View Full Version : Advice
Snic19
01-16-2008, 05:50 PM
Hello. I am a student majoring in Biblical Studies. I am very new to philosophy. I have read some Plato but not much else. I am taking a course on Church History this semester and have an assignment to write a research paper on one of a list of topics and how it affects church history. On the list are Kant, Descartes, and Kierkegaard. I am not familiar with any of thier work so I was looking for some advice on which to choose and possibly some books that I might be able to use in my research. Thanks for your help.
NikolaiI
01-16-2008, 08:58 PM
A very good book, if you can find it, is "European philosophers, from Descartes to Nietzsche". It has Descartes, and Kant, as well as Fichte, who is a great one to read, and Schopenhaur, Leibniz, Pascal, etc...and has GOOD translations of Descartes, who has many, many BAD translations. If you get a bad translation of Descartes, you are completely screwed!! Because, it's simple enough to understand, but for some unknown reason certain translations have butchered it trying to make it simpler, using short words that lose soo much of the meaning...
Plato is wonderful, you would probably want to go back and read more of it after reading Descartes and Pascal, etc. Pascal is good, too, especially coming from the Christian perspective as he does. Good luck!
Cafe Rob
01-17-2008, 01:40 PM
One of the best authors of philosophy books is Arthur Schopenhauer. His main work; 'The World as Will and Representation' is a very enlightening. One reason is because he talks about Kant's theory of transcendental idealism another is because he brings in so much general philosophical wisdom. His other books too, 'The Fourfold Root of the Principal of Sufficient Reason,' also another masterly work. Also 'On the Basis of Morality,' and another that he wrote about the freedom of the will.

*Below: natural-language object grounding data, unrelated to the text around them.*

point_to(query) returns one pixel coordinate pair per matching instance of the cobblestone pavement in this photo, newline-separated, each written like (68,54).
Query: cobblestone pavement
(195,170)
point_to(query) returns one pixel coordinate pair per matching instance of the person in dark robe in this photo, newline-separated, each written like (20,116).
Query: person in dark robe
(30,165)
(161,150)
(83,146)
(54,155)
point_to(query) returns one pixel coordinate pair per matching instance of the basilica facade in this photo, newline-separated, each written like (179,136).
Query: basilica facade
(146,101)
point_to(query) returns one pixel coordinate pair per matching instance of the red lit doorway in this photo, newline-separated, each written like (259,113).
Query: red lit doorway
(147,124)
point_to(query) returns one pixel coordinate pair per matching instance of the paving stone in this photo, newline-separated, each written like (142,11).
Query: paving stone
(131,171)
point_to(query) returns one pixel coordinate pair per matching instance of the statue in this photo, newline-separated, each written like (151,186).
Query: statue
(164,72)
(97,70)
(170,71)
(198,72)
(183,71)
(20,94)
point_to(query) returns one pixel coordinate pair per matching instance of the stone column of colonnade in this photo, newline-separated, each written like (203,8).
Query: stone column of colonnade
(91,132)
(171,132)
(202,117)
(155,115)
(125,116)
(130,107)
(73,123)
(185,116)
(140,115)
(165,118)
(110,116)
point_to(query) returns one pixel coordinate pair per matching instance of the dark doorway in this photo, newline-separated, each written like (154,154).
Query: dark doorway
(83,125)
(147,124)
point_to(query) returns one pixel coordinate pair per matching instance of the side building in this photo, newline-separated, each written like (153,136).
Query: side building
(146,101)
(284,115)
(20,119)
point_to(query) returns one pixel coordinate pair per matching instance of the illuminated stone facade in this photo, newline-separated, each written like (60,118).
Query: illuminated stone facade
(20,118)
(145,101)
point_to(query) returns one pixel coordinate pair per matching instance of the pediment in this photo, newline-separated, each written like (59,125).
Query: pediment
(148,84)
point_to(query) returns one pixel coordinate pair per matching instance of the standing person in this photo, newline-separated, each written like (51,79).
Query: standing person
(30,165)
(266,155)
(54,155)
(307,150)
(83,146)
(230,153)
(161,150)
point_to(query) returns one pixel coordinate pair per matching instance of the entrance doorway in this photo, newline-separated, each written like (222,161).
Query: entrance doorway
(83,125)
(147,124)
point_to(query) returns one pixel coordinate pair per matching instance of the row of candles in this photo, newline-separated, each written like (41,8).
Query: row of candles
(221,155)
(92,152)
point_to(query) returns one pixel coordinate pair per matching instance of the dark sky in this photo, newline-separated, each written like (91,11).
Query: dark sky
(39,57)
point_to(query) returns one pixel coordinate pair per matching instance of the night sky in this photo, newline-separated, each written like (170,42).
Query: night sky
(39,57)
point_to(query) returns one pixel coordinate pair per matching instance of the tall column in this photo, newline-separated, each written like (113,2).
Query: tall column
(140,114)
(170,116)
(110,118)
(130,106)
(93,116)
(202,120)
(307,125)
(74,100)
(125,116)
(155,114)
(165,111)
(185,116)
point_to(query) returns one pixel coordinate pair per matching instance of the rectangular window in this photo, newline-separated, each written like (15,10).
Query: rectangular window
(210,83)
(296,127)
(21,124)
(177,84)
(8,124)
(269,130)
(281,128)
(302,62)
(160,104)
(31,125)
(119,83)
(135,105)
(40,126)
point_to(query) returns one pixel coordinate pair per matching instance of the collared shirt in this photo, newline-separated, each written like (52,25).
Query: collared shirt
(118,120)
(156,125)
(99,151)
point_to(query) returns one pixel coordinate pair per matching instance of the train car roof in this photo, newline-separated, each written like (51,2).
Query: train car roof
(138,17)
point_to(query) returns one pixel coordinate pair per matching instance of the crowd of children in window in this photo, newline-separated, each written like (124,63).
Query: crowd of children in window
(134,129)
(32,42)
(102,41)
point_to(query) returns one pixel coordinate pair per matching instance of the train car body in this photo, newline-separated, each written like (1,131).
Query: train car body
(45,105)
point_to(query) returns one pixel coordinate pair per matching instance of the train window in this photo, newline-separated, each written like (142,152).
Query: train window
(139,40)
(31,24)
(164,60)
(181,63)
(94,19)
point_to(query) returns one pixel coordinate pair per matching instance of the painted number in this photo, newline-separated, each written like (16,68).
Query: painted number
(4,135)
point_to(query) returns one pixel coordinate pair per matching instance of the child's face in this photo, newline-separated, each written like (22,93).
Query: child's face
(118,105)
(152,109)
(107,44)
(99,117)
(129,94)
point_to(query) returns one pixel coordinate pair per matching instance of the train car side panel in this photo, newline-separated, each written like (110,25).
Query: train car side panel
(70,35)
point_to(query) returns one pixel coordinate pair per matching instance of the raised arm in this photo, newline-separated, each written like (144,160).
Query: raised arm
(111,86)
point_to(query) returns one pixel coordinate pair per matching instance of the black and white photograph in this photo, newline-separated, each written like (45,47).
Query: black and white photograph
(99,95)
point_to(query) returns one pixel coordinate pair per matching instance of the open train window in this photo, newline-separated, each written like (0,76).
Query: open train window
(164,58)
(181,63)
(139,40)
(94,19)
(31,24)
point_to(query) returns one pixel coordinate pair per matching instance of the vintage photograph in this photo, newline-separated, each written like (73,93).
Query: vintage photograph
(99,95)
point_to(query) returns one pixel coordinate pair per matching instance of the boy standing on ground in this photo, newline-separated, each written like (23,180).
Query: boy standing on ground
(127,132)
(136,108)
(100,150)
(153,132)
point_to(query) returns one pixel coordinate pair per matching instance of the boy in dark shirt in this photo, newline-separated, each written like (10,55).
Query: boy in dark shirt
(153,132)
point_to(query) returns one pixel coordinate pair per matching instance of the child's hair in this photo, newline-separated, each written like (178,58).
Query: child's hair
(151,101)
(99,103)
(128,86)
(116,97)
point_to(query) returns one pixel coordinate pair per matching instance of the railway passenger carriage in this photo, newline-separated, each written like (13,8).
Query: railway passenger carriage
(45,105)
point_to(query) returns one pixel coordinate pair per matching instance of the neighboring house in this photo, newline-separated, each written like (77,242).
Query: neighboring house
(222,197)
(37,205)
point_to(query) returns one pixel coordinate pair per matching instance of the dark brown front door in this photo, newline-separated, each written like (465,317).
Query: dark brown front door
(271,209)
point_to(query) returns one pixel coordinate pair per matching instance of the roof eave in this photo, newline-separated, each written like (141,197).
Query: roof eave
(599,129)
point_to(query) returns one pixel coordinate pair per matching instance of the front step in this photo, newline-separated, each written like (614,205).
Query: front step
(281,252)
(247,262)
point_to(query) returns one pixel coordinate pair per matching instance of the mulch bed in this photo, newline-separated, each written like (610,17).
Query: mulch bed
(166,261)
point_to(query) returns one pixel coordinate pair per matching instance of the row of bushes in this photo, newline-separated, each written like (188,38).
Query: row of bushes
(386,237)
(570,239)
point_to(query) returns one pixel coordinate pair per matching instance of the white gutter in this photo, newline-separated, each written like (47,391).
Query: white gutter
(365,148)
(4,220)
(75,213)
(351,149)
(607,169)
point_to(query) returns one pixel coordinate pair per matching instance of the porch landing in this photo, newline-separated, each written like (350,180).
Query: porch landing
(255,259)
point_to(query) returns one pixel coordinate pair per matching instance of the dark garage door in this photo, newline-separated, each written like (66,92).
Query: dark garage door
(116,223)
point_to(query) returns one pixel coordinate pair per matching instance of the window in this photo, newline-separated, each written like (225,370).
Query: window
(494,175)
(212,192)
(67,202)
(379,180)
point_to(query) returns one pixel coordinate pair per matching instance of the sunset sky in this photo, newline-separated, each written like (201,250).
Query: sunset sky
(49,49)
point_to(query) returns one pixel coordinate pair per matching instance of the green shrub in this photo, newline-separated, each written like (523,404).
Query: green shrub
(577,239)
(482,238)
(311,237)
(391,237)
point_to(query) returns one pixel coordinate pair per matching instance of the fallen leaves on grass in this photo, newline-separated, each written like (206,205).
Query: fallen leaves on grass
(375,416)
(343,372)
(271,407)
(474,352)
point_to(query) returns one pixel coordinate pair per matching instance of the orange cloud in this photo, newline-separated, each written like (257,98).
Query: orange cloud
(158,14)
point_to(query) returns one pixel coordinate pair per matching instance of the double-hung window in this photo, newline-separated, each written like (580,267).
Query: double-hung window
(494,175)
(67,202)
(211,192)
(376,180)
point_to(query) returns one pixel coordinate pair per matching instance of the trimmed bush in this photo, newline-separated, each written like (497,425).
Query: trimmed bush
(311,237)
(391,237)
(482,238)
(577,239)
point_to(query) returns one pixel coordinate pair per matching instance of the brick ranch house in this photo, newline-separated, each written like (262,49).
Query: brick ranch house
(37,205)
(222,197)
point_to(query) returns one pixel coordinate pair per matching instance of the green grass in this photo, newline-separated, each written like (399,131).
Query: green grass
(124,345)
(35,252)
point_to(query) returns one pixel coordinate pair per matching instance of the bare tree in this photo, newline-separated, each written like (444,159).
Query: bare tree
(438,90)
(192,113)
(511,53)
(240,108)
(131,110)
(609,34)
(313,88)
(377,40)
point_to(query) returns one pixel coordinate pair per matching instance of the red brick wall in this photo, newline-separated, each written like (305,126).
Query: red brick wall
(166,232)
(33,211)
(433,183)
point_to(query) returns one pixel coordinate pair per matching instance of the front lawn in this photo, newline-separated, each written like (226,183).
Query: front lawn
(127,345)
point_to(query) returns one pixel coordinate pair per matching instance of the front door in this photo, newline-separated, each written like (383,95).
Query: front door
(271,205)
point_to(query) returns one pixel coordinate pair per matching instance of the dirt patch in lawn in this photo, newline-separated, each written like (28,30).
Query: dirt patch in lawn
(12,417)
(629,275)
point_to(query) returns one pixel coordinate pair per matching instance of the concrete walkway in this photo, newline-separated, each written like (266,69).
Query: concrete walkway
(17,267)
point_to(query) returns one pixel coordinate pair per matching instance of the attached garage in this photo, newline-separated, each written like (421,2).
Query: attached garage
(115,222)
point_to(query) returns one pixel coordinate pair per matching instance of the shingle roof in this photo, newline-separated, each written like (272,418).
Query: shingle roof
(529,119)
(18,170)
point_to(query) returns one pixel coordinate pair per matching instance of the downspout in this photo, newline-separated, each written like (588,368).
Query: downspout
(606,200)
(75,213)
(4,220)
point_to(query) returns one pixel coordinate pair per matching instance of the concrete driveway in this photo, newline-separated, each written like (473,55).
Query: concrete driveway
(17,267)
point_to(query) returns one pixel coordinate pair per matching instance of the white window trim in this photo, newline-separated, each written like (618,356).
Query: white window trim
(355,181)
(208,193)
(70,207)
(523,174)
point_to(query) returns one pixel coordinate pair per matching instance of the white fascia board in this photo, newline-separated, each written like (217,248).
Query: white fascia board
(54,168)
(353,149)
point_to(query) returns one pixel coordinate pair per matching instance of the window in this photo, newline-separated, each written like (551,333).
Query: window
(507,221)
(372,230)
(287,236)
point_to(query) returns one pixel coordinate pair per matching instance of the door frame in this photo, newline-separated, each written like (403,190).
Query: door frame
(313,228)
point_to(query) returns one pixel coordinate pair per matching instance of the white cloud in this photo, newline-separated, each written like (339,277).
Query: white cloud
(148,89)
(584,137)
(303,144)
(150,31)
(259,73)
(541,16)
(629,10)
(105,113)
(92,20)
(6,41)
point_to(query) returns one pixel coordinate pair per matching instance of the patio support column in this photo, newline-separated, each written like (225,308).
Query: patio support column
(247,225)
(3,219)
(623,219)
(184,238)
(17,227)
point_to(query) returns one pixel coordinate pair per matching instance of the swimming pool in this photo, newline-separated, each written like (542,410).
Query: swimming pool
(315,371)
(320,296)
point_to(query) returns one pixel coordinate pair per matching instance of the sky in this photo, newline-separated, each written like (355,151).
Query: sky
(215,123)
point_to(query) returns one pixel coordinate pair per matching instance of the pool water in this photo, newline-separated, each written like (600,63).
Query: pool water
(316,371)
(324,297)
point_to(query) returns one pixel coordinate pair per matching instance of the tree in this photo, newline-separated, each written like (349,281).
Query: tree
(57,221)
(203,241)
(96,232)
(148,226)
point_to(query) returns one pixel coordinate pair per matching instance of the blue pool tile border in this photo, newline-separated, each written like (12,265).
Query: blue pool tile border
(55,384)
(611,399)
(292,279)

When you've read those books you can then move onto Nietzsche, the best one is the Gay Science.
One point though that Schopenhauer talks about is the metaphysical 'Life Force' or 'Elan Vital,' Schopenhauer refers to it as Will, but I believe that this theory is no longer tenable. I understand the dominant theory in philosophy now is that the life force can now be explained by physics.
blazeofglory
07-04-2008, 10:14 PM
Nietzsche is unbeatable and illuminating read him
jgweed
07-05-2008, 10:19 AM
The easier reading for non-philosophy majors is certainly Descartes, who writes with grace and style. The Meditations and the Discourses are two major works that certainly have had a tremendous influence on philosophical thinking and by extension on later Christianity. These two shorter works can be read together much more quickly than Kierkegaard or Kant; the former would be a more contemporary author but one would have to read several works (since he was not a system creator) more to really understand his existentialist perspective, while the latter is extremely dry reading and, I suggest, presupposed some understanding of prior philosophers in a way that neither Descartes nor Kierkegaard do.
What others were on the list?
Once you decide on the philosopher, I am sure some of us could direct your attention to appropriate secondary sources.